Em três meses, o Brasil acumula três salários mínimos diferentes: R$ 998 em dezembro, R$ 1039 em janeiro e R$ 1.045 em fevereiro. A mudança ocorreu porque, a princípio, o governo não havia concedido aumento real ao mínimo, corrigido apenas pela inflação. No entanto, para consertar a defasagem que havia feito com que o aumento do piso ficasse abaixo da inflação de 2019, o presidente Jair Bolsonaro anunciou nessa terça-feira (14) que o valor vigente em 2020 será de R$ 1.045. Por causa disso, os empreendedores têm que ficar atentos para fazer o pagamento do fundo de garantia de seus funcionários de forma correta.

Marcus Morais de Souza, sócio da MR2C consultoria e contabilidade, explica que o recolhimento de 8% é referente ao salário do mês anterior. Ou seja, em janeiro, os empregadores tiveram que pagar 8% em cima do valor do salário vigente em dezembro, R$ 79,84 no caso do mínimo (referente ao salário de R$ 998).
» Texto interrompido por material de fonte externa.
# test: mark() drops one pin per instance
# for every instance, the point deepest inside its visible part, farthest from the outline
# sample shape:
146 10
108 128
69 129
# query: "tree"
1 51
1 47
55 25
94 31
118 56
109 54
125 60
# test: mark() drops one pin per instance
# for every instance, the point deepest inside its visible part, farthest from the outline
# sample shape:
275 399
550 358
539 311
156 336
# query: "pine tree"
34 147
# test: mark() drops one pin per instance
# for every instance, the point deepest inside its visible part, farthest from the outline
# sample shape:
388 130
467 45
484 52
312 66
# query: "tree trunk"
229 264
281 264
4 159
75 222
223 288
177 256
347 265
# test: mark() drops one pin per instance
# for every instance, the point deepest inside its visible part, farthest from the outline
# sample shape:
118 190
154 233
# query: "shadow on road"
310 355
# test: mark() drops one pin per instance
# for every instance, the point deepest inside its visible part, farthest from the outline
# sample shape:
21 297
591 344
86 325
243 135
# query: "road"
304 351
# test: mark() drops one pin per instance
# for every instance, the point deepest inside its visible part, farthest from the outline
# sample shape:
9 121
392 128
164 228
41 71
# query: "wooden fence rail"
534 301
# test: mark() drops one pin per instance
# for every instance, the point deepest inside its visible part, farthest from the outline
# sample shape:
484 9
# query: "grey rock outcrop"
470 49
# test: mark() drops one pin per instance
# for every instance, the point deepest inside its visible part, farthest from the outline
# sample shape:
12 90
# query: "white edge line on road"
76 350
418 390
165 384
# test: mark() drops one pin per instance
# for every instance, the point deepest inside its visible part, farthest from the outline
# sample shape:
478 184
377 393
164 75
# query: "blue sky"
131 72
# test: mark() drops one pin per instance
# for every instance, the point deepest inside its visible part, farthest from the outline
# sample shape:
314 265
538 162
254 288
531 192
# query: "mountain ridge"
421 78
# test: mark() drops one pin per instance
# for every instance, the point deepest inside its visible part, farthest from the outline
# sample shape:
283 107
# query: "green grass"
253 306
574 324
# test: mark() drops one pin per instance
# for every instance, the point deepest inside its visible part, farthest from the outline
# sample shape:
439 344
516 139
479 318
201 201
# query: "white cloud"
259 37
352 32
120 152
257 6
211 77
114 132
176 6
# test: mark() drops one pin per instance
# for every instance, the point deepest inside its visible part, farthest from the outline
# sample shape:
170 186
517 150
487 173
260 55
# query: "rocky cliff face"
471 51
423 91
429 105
Ainda com base nesse exemplo, no dia 7 de fevereiro, a contribuição deverá ser R$ 83,12  (referente ao salário de R$ 1.039); e, em março, deverá ser de R$ 83,60 (referente ao salário de R$ 1.045).

— O pagamento é de total responsabilidade do empregador. Grandes empresas têm sistemas que já fazem esse cálculo de forma automática. O maior problema será para os autônomos e pequenos empreendedores — opinou.

O valor descontado do salário do trabalhador como contribuição ao INSS, pago até o dia 20 de cada mês, também mudou. Como o percentual até então é de 8%, quem ganha um salário mínimo teve um desconto maior, porém também teve o salário aumentado. Em janeiro, esses empregados receberam líquido R$ 918,16; em fevereiro, R$ 955,88; e em março irão receber R$ 961,40.

Como a Reforma da Previdência instituiu mudanças nas alíquotas a partir de março, o valor debitado no contra-cheque deve ser diferente. Aqueles trabalhadores que recebem o mínimo serão descontados em 7,5%, já os com salários mais altos, estarão sujeitos à alíquota de até 14%.

— Hoje, o máximo cobrado é 11% como constribuição pelo INSS. Os trabalhadores vão se assustar ao receber menos em abril. Creio que os mais afetados serão eles  — opina Marcus.

De acordo com a presidente de registro do Conselho Federal de Contabilidade, Lucélia Lecheta, a tabela que entra em vigor em março é mais complexa, devendo ser calculada por faixas.

— O valor tem um fator de redução, como a tabela do imposto de renda. Cada caso é um caso. Então, na alíquota máxima, o teto de desconto que hoje é R$ 671,12 será de R$ 854,15.

Um trabalhador que recebe R$ 3.500 por mês, por exemplo, deverá calcular a contribuição ao INSS da seguinte forma: na primeira fração de seu salário, serão aplicados 7,5% sobre R$ 1.045, resultando em R$ 78,37; na segunda, será aplicada a alíquota de 9% sobre mais R$ 1.045, que ficará em R$ 94,05; na terceira, 12% sobre mais R$ 1.045, que é igual a R$ 125,40. E na última faixa, serão aplicados os 14% sobre R$ 365 (ficando em R$ 51,10), que é o que falta para completar o valor do salário desse trabalhador, que é R$ 3.500 (R$ 1.045 + R$ 1.045 + R$ 1.045 + R$ 365 = R$ 3.500). Dessa forma, o desconto será de R$ 348,92, o que corresponde a uma alíquota efetiva (média) de 10%.

Confira as faixas:

Até R$ 1.045

7,5%

De R$ 1.045,01 até R$ 2.089,60

9%

De R$ 2.089,61 até R$ 3.134,40

12%

De R$ 3.134,41 até R$ 6.101,06

14%

Esses novos descontos serão feitos em abril (referentes à folha de pagamento de março).